– В пятницу мы отмечали пятилетний юбилей нашего Центра, – наконец заговорила она. – Уже с утра сыпались поздравления – по телефону, электронной почте и, конечно же, личные. Я весь день встречала гостей, показывала им работы своих учеников и как-то между делом заглянула сюда, в этот кабинет…

– Так, – вставила я в затянувшуюся паузу.

– На столе стоял огромный желтый букет. В первый момент я подумала, что он из мелких хризантем, но, подойдя ближе, я поняла, что он из одуванчиков, – Светлана сделала акцент на последнем слова и замолчала, ожидая моих комментариев.

– Неожиданно, – произнесла я. – Мне всегда казалось, что одуванчики – единственные цветы, которые не продаются. Но, похоже, сейчас стали делать бизнес и на них.

– Одуванчики совершенно не подходящие цветы для букета, – Родионова энергично замотала головой из стороны в сторону.

– Я понимаю, желтый цвет считается цветом разлуки, – заметила я, – да и стоят эти цветы в воде, наверное, недолго.

– В букете оказалась записка. Вот она. – Родионова взяла со стола карточку и, повертев ее в руках, стала читать то, что на ней написано, причем на французском языке. – Знаете, как это переводится?

– Ты будешь есть одуванчики с корня, – произнесла я фразу, которую однажды слышала в Лозанне, столице франкоязычного кантона Швейцарии. Это был фразеологизм и означал он буквально следующее: «Ты скоро умрешь». – Там есть какая-то подпись?

– Нет, только этот короткий текст. Я хоть и учила в школе этот язык, но не сразу поняла, в чем дело. А вы, Женя, похоже, неплохо знаете французский, – заметила Родионова не без удивления.

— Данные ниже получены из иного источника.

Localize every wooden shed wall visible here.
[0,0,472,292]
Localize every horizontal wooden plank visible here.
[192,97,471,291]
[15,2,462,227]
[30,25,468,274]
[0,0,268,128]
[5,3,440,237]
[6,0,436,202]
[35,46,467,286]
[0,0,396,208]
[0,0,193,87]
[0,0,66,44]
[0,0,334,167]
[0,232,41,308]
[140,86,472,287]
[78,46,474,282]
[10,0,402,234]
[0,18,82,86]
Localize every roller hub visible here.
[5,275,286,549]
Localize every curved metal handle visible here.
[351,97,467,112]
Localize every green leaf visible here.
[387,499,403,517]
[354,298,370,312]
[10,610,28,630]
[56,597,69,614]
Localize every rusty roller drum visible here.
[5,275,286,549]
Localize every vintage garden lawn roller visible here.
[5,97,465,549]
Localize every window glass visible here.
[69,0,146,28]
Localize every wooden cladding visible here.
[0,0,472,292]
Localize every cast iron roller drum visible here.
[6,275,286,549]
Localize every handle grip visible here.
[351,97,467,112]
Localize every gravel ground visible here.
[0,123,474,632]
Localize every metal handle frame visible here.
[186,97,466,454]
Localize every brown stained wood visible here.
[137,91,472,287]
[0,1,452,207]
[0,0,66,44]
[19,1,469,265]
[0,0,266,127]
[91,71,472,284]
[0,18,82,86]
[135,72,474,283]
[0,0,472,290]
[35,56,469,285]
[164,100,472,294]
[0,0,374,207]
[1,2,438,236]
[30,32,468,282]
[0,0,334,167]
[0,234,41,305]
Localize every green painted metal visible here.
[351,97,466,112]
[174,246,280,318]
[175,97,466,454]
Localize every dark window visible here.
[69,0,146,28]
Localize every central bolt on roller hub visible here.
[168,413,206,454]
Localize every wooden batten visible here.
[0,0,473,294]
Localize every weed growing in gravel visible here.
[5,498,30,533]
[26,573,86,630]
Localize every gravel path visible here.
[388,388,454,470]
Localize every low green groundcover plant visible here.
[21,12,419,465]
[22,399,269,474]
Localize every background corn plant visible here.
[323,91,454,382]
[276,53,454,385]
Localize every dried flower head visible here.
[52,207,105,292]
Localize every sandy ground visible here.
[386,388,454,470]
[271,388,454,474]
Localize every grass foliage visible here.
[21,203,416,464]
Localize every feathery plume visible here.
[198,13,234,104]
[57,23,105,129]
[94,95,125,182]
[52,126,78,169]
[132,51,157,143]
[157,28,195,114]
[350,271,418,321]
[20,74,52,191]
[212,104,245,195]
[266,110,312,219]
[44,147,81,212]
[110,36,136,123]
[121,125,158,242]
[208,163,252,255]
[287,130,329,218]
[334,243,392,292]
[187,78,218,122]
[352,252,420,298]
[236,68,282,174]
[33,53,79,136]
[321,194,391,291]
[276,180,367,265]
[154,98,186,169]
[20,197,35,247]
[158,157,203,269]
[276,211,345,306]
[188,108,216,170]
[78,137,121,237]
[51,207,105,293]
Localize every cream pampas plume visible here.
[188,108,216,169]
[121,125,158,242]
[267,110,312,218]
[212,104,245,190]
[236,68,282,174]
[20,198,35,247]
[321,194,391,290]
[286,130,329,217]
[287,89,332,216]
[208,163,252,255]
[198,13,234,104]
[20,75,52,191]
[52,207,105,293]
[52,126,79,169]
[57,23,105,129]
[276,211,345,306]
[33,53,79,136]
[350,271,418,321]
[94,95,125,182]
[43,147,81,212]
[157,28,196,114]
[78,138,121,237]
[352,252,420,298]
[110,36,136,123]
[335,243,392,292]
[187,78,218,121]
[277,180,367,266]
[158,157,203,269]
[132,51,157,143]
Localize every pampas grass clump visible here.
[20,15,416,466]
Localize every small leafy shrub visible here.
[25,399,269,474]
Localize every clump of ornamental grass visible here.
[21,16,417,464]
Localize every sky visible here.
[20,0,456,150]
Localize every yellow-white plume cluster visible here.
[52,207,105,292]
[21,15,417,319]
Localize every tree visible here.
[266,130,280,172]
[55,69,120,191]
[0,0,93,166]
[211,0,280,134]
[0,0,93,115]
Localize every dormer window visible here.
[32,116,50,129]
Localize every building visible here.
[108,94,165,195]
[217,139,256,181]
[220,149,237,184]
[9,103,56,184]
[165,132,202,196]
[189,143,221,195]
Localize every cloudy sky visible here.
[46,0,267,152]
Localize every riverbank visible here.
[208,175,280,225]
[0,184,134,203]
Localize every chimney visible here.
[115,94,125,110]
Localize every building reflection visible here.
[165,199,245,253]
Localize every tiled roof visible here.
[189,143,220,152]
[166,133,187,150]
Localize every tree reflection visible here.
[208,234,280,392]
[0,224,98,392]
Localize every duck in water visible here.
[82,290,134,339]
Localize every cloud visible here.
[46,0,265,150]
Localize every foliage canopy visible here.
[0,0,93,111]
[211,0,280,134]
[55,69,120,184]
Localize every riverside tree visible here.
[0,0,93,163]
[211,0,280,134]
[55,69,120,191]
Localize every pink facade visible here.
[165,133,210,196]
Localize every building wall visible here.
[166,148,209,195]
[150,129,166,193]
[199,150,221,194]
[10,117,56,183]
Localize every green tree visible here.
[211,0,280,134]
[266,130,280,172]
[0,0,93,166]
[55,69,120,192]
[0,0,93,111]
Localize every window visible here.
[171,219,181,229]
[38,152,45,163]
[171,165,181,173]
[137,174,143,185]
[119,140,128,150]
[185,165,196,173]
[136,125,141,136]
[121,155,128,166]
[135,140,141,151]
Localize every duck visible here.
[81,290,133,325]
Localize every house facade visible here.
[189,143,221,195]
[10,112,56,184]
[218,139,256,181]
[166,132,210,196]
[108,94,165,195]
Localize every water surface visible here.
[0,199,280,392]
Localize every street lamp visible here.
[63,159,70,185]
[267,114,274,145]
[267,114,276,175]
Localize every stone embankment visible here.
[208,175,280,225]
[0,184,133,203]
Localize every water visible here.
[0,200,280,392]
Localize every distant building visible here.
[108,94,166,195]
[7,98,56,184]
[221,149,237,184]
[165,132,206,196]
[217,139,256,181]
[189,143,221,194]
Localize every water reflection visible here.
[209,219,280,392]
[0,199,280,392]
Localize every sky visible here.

Она, вероятно, считала, что знание иностранных языков для телохранителя вовсе не обязательно. Представляю, как она удивилась бы, узнав, что я еще и на ретророманском могу свободно изъясняться. Немногие вообще знают о существовании этого языка, хотя на нем до сих пор говорят в Швейцарии. До того как я стала бодигардом, я некоторое время зарабатывала на жизнь переводами.

– Знаю, – скромно заметила я. – Эту фразу не назовешь популярной, ее нет в учебниках французского. Тот, кто ее написал, вероятно, бывал в Швейцарии. Среди вашего окружения есть такие люди?

– Вовсе не обязательно там бывать, – замотала головой Светлана, – он мог вычитать это в Интернете.

– Кто «он»? – не могла не поинтересоваться я.

– Тот, кто прислал мне тот букет. Ника сказала мне, что его принес курьер, но из какого цветочного магазина была доставка, она не помнит.

– Камер видеонаблюдения у вас здесь нет?

– Нет, – подтвердила Родионова. – Мне как-то неуютно жить под наблюдением, но теперь придется привыкать к этому. Евгения, если вы скажете, что надо установить камеры, какие-то тревожные кнопки, дополнительные замки, я возражать не буду.

– Светлана, а может быть, букет из одуванчиков и записка в нем – это всего лишь чья-то глупая шутка?

– Не думаю. Эта история имела продолжение. Если сюда принесли профессионально оформленный флористом букет, то около нашей квартиры разбросали одуванчики, вырванные из земли с корнем. Потом меня пытались подрезать на дороге, я едва не въехала в столб, уходя от столкновения.

– Вы запомнили марку и номер машины?

– Это была отечественная машина, «Лада», вся такая грязная, полностью тонированная. Номер я не запомнила. Мне не до того было. В первый момент я даже не связала одно с другим. Только когда опасность миновала, я поняла, что это был следующий намек.

– Намек на что? – уточнила я.

– Вероятно, на то, что мне недолго жить осталось. Я нахожусь в постоянном страхе, мне за каждым углом мерещится убийца, я вздрагиваю от каждого звонка и даже шороха. Все это отвлекает меня от работы. У меня сейчас несколько очень важных заказов, а вдохновения нет. Евгения, надеюсь, что благодаря вам ко мне вернется душевное спокойствие и я смогу работать в привычном режиме.